I got extra interested in this method because it operates on the level of the pixels flat on the screen and creates a very strong effect that catches the human eye and makes the image seem more “real”. I’ve always wondered if rendering could be done with more focus to what is actually on the screen similar to how a painter creates a realistic image with oils and brushes, by many tricks pulled on the viewer’s eyes to make things appear real and in perspective when they actually aren’t at all. This effect seems like a step in the right direction for that type of rendering so I was instantly a fan of it.
Well I almost pulled it off, it works fully but has some problems:
1: It doesn’t work transparent objects at all (they don’t appear in the final composite frame), but alphatest is ok.
2: Due to precision issues the range is limited to about 120 meters (though it handles this limit well, its still there)
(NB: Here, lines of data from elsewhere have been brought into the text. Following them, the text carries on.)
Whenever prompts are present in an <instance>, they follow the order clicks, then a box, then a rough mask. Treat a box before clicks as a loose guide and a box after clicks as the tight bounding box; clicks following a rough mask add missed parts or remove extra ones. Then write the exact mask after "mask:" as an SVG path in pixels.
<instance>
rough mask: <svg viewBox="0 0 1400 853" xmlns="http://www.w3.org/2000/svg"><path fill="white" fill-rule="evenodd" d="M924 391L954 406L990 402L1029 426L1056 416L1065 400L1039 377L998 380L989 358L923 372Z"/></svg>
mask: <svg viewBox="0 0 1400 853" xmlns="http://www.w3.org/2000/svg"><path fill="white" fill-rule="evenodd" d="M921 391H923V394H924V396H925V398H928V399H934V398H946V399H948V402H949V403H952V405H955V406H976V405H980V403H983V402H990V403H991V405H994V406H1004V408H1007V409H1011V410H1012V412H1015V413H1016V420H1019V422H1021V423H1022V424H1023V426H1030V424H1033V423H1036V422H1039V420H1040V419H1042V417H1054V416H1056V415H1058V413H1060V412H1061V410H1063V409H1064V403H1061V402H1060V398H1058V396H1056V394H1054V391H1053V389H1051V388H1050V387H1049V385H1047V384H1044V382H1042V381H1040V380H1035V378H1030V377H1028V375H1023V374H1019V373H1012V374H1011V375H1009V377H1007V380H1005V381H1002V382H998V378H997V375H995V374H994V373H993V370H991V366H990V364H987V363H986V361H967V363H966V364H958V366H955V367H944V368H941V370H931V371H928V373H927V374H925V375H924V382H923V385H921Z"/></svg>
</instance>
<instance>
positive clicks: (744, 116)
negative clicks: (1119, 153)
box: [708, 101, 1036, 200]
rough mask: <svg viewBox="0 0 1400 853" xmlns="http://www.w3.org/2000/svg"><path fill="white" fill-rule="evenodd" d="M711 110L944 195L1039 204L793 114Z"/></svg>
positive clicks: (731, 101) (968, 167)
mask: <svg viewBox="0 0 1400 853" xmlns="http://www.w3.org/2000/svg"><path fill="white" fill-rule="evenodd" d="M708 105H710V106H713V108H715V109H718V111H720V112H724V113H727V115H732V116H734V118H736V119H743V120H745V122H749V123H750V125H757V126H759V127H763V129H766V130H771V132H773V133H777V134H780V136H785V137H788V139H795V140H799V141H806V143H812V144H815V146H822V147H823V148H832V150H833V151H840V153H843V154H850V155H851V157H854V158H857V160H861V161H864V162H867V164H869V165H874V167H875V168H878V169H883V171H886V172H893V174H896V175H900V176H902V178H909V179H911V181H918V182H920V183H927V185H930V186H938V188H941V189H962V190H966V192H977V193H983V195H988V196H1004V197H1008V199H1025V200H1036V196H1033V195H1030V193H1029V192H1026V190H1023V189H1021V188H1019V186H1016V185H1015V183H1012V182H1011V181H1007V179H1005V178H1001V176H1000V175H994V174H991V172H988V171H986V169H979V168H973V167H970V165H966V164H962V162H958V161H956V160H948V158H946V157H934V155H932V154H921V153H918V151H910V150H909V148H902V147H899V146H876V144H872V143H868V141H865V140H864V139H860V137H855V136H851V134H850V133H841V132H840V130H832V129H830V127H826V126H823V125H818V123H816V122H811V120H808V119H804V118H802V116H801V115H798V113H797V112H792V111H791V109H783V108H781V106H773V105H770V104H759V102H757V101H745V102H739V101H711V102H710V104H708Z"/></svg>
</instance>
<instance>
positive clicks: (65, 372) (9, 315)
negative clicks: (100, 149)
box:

3: It doesn’t always look good (duh) and can produce artifacts sometimes
4: It uses an unhealthy mix of immediate mode and normal rendering and is not robust in any way.
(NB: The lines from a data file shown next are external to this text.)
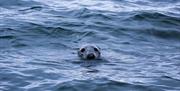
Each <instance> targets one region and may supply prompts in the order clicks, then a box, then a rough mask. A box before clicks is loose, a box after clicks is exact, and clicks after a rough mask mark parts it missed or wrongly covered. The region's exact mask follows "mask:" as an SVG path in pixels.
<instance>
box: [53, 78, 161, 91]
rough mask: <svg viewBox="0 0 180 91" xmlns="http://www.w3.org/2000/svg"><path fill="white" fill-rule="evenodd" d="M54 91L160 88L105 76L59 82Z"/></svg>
mask: <svg viewBox="0 0 180 91" xmlns="http://www.w3.org/2000/svg"><path fill="white" fill-rule="evenodd" d="M56 88H57V90H56V91H69V90H70V91H71V90H72V91H84V90H85V89H86V91H119V90H126V91H131V90H133V91H151V90H152V91H162V90H161V89H160V88H156V87H153V86H152V87H150V86H144V85H135V84H130V83H125V82H119V81H113V80H109V79H105V78H101V79H93V80H92V79H91V80H72V81H68V82H64V83H60V84H58V85H57V86H56Z"/></svg>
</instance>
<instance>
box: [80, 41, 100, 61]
mask: <svg viewBox="0 0 180 91" xmlns="http://www.w3.org/2000/svg"><path fill="white" fill-rule="evenodd" d="M100 55H101V52H100V48H99V47H97V46H96V45H92V44H86V45H83V46H81V47H80V48H79V50H78V56H79V57H80V58H82V59H88V60H92V59H99V58H100Z"/></svg>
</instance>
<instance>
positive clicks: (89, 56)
mask: <svg viewBox="0 0 180 91" xmlns="http://www.w3.org/2000/svg"><path fill="white" fill-rule="evenodd" d="M87 59H95V56H94V54H93V53H90V54H88V55H87Z"/></svg>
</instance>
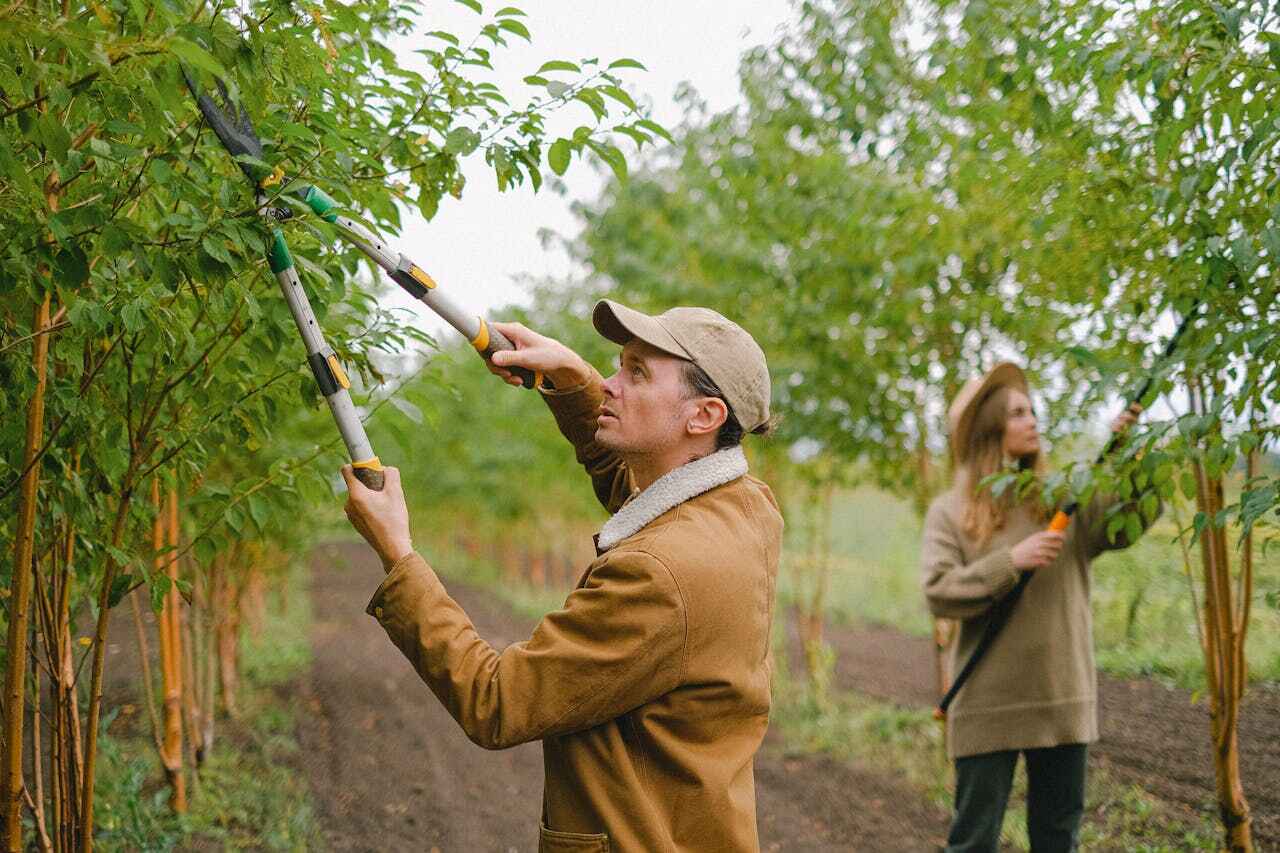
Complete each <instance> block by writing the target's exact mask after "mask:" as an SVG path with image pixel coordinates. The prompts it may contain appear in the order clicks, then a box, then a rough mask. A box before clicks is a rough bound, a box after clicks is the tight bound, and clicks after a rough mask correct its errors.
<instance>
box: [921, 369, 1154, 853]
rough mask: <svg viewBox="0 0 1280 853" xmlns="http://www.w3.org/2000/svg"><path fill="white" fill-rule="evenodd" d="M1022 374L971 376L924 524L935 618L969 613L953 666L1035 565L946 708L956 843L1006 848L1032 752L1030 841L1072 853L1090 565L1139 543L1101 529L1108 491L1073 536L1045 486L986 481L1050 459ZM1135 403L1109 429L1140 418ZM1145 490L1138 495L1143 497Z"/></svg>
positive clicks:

But it works! It is pretty fast for small resolutions too, considering I didn’t even try to optimize at all.
It looks quite convincing and runs fairly well even on my machine. I’m curious what happens when you increase the resolution, does it look better or do the artifacts become more pronounced?
That’s awesome! It’s also more fun than I expected flinging those objects around.
It’s also really interesting to see how different developers approach this problem. I’ve seen quite a few different examples and all have slightly different results and levels of success.
That is fantastic! I am very much in agreement with you that there should be more “painterly” tricks in real time renderings. Hope to see more of this if you explore it further.
Superb. I think even though you’ll improve on it, once you have your textures, lightmaps bumps etc on the surfaces that is going to be totally useable.
I’d love to see how it looks with the other texture layers applied.
Cheers
Boxy
This is pretty awesome. Will say that on my Mac Pro, it gets around 30FPS in fullscreen, altho I think it loses quality. If that is the case or not, awesome work man, would love to see this with some textures/materials applied. Gives me yet another reason to get the 8800 when they release it for the original Mac Pros…
The loss of quality at high resolution is because the render texture I use still a 512x512, in my high res test I used a higher resolution render texture.
I updated it with textures and the ability to see either the final composite, no ambient occlusion at all or just the ambient result with no objects.
Once again, I have to say how cool this is. Someday soon I won’t have to bake ambient occlusion anymore!
And just to help with your data: With all lighting modes on I dip down to 48 fps in the webplayer window and down to 28 fps in full screen mode. This is on a mac book pro in OS X.